Senior Hailey Jung, one of the Sojourner advocates, said she thinks students should “go out into the world and experience a completely new culture.”
With study away trips, “not only do you get a new perspective on life and on the world, but you gain a ton of independence, and you get to broaden your horizons,” Jung said. “College is a convenient time to go, so why not?”
During the presentation, students learned there are three program types.
The first, gateway programs, are faculty-developed, semester-long, study away programs.
Tanya Ulsted, gateway programs manager, said she and faculty are working on a local gateway program.
The featured programs offer students an option to study away with PLU partner schools, such as in England, Namibia or Spain.
The other option for studying away is through a third-party program.
Jung said that gateway or featured programs are the same price as the “PLU comprehensive fee,” while the approved third party program prices vary and include a $1,500 administrative fee.
Prices for J-term trips depend on the destination.
Jung said some can be “fairly inexpensive or can go up to $9,000, like the Antarctica trip.”
Students can apply for a Global Scholar Award, a need-based scholarship, through the Wang Center.

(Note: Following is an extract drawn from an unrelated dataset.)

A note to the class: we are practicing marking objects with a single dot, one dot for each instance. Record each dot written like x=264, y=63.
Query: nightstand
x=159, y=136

Semester-long study away trips can merit a $2,500 scholarship, whereas students applying for a J-term trip can receive up to $1,000.
Senior Sara Stuart, another Sojourner advocate who presented, said that to study away “you have to be in good standings with the university.”
These specific requirements include completion of 32 or more credit hours and a minimum 2.7 cumulative GPA.
The Sojourner advocates encourage students to explore, evaluate and apply.
Stuart offers students multiple ways to explore the study away options by attending a 101 session or stopping by the Wang Center to get information and look at the available brochures.
Jung and Stuart recommended that students email them or one of the other two Sojourner advocates, Jennie Greb and Kenny Stancil to “narrow down program options.”
During this process, students need to meet with their academic adviser to make sure they are “on time and on track with their major,” Jung said.
If help is needed with program options, meeting with a study away adviser will help students get started with the process, Jung said.
Anna Loose, a first year student, said she thinks “nothing quite offers the same global perspective as actually being put into a different culture and foreign environment.”
She said studying away “puts the concepts you learn in the classroom into life and helps you apply those classroom concepts into the real world.”
The application process for study away depends on the program.
Stuart said most programs require an application, transcript, personal statement and faculty recommendations.
The next deadline is March 15 for students who want to study away anytime in the 2013-2014 school year. The J-term 2014 deadline is April 12.
To research available programs and locations, meet with a study away adviser in the Wang Center.